Java's HTTP support classes, on the other hand, provide a standard means for serving and accessing data objects, and for easily identifying the type and format of these objects. To make a piece of data available from a URL, we need to install it in the content section of an HTTP server, and configure the server to transmit the appropriate MIME type when the data is accessed. On the receiving end, we simply need to use the data object's URL to access the document, ask the corresponding URLConnection for the type and encoding of the data, and respond accordingly. The downside is that HTTP imposes plenty of protocol overhead on the data stream, which reduces our net data bandwidth between computing agents.
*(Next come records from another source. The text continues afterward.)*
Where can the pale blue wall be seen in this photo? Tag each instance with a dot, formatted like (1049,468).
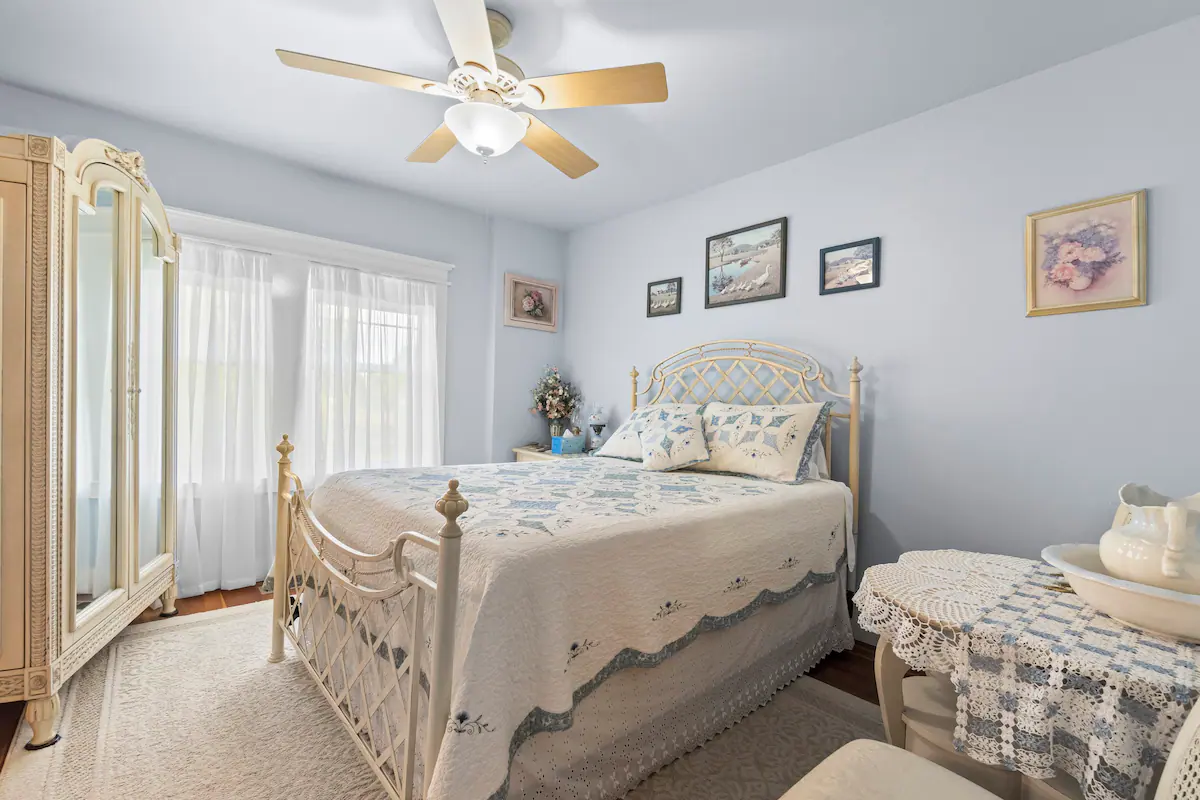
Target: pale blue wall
(983,429)
(214,178)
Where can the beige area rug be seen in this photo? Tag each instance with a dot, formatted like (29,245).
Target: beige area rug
(189,709)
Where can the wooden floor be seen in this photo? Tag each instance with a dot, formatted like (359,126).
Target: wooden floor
(852,671)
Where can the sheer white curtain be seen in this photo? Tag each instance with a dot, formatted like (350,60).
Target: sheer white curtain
(225,400)
(369,382)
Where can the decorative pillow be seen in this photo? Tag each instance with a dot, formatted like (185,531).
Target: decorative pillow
(625,443)
(673,444)
(772,441)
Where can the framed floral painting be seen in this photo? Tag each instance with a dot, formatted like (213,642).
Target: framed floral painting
(1086,257)
(529,302)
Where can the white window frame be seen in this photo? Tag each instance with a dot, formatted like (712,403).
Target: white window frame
(289,244)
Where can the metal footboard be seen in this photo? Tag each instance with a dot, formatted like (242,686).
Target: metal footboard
(358,623)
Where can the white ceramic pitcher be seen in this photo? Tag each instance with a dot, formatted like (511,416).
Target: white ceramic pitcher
(1158,543)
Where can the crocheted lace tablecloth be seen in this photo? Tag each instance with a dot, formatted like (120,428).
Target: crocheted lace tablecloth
(922,601)
(1045,681)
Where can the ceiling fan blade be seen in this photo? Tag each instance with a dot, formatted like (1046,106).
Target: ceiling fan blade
(357,71)
(553,148)
(469,34)
(642,83)
(436,145)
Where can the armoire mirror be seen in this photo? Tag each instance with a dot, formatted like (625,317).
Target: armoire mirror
(150,394)
(97,400)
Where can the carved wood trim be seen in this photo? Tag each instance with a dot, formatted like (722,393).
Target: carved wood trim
(132,162)
(39,440)
(39,148)
(12,686)
(96,638)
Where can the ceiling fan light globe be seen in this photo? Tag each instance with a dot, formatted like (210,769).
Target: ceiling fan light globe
(485,128)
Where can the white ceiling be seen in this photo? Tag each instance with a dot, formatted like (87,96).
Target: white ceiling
(753,82)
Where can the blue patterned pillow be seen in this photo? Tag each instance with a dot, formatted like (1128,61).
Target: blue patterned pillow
(673,443)
(772,441)
(625,441)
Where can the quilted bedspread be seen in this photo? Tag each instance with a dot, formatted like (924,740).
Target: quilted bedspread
(574,570)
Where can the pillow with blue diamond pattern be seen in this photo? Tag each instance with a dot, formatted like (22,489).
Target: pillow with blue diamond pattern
(777,443)
(673,443)
(625,443)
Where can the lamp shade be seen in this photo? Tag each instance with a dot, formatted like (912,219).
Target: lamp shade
(485,128)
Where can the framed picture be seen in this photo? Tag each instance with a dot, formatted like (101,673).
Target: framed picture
(846,268)
(663,298)
(529,302)
(747,265)
(1086,257)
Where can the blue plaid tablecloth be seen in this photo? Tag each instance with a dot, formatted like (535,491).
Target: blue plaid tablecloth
(1044,681)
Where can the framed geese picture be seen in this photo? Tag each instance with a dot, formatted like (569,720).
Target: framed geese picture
(747,265)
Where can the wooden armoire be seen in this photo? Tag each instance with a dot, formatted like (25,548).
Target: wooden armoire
(88,343)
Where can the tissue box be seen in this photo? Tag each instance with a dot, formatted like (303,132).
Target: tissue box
(567,445)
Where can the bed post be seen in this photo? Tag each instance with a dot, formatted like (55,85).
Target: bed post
(855,401)
(445,606)
(281,577)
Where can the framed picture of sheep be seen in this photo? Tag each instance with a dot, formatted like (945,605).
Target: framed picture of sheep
(747,265)
(663,298)
(850,266)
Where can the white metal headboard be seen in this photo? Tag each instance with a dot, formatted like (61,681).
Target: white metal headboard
(748,372)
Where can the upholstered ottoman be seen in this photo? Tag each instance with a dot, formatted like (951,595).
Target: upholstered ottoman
(867,769)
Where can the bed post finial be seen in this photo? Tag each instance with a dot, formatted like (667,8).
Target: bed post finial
(855,402)
(451,505)
(281,577)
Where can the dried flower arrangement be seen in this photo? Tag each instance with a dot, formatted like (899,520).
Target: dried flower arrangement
(556,398)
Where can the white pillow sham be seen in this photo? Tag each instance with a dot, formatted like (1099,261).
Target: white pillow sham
(775,443)
(625,443)
(673,443)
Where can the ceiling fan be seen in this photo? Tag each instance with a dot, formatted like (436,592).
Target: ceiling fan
(489,86)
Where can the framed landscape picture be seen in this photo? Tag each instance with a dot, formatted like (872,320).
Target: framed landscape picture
(1086,257)
(663,298)
(529,302)
(747,265)
(855,265)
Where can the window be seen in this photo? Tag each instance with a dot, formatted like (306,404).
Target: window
(369,382)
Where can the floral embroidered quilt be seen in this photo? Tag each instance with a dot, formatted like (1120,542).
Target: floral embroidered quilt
(576,569)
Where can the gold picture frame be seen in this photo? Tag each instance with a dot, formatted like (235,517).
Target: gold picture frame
(531,302)
(1075,260)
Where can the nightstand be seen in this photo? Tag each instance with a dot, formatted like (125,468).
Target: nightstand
(528,452)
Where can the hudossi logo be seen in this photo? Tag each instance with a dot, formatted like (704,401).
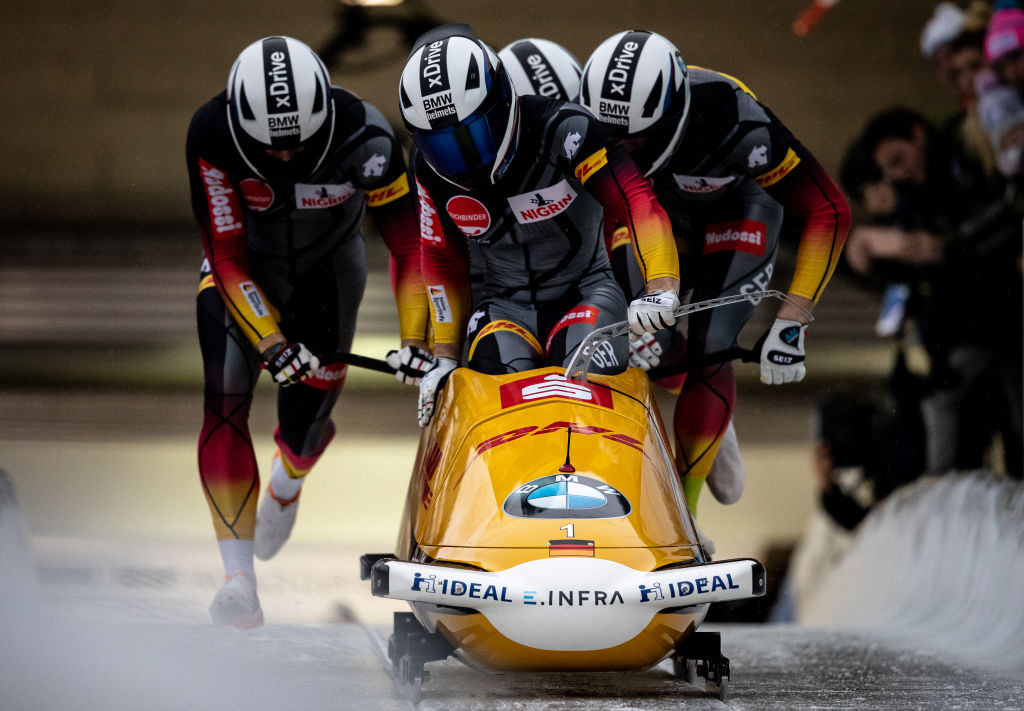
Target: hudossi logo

Our data is now sharing space in network packets with IP protocol and HTTP protocol. Another downside is the relatively basic and simplistic resource naming facility that HTTP provides, compared to formal directory naming services like NIS and LDAP. The simple conclusion is that, for distributed applications that are severely bandwidth-limited, or that need to support complicated resource hierarchies, using the HTTP protocol to access data is probably not the appropriate method. On the other hand, if you have the luxury of some extra communications bandwidth, and the CPU time to use it, and your resource groupings are relatively simple, then using URLs to access data is a possibility you should consider.